On the other hand, the network topology and the storage infrastructure should be set up in order to fulfill the I/O requirements of analysis jobs; this could be difficult especially within a big multi-VO site, where users can have very different use cases.
Description of the work
Our work consists first of all in creating a recipe to provide the interactive facility using the worker nodes; Torque interactive jobs has been a starting point to deploy such facility.
Besides, many different storage solutions have been tested in order to choose the one which best fulfilled all the user requirements. The storage tests have been performed involving many different available storage solutions, using different storage brands and different technologies (hardware RAID, software RAID based on the Linux kernel; RAID5, RAID6; fiber channel, external SAS) as one of the primary goal of the test was to assure that an heterogeneous storage infrastructure could be successfully built achieving high performances. Lustre has been chosen as it provides POSIX access, best performances, easy administration. As a result of those tests, our farm migrated from dCache to Lustre.

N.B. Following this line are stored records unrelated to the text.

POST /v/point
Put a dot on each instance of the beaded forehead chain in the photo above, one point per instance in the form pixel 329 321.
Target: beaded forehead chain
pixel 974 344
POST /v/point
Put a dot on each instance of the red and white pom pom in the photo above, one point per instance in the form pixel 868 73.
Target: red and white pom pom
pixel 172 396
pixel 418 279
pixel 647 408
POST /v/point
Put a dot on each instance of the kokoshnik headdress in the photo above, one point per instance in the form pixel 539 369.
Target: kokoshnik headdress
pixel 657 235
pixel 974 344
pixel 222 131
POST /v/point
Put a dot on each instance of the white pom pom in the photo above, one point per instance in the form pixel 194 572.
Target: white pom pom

Finally we have successfully connected Lustre to the Grid using consolidated solutions like StoRM, XROOTD, GridFTP, verifying their good behavior in terms of performance and compliance to the Grid requirements.
Conclusions
The number of users has considerably grown up during the last year, involving several experiments, VOs and communities (CMS, Alice, Glast/Fermi, Pamela, Theophys, Magic V, computational chemistry, biomedicine, bioinformatics...) actively using and enjoying the new infrastructure both locally and from EGI grid infrastructure. In the meanwhile, the maintenance overhead of the site administrator has considerably dropped.
Impact
Using Torque interactive jobs, the user connects to a front-end machine and runs a command to submit a job to the cluster, just like he does for batch local submission; the batch manager chooses one CPU to execute the job and returns an interactive shell. The user will keep that CPU until he releases the interactive jobs through a logout. Using the screen utility, the user can also interrupt his work, log out, and then log in back again preserving the session he had left.
Besides, Lustre has been mounted on all the nodes of the farm, so that user can access their data through Grid jobs, local batch jobs and interactive jobs, simplifying users' life very much.
The new storage configuration has been tested using CMS analysis jobs, resulting in a very high CPU efficiency when compared with other storage solutions.
As a consequence of the design of the overall infrastructure, it's very easy for every new user to start with his local activities, and for new experiments to add new resources in terms of nodes and storage servers.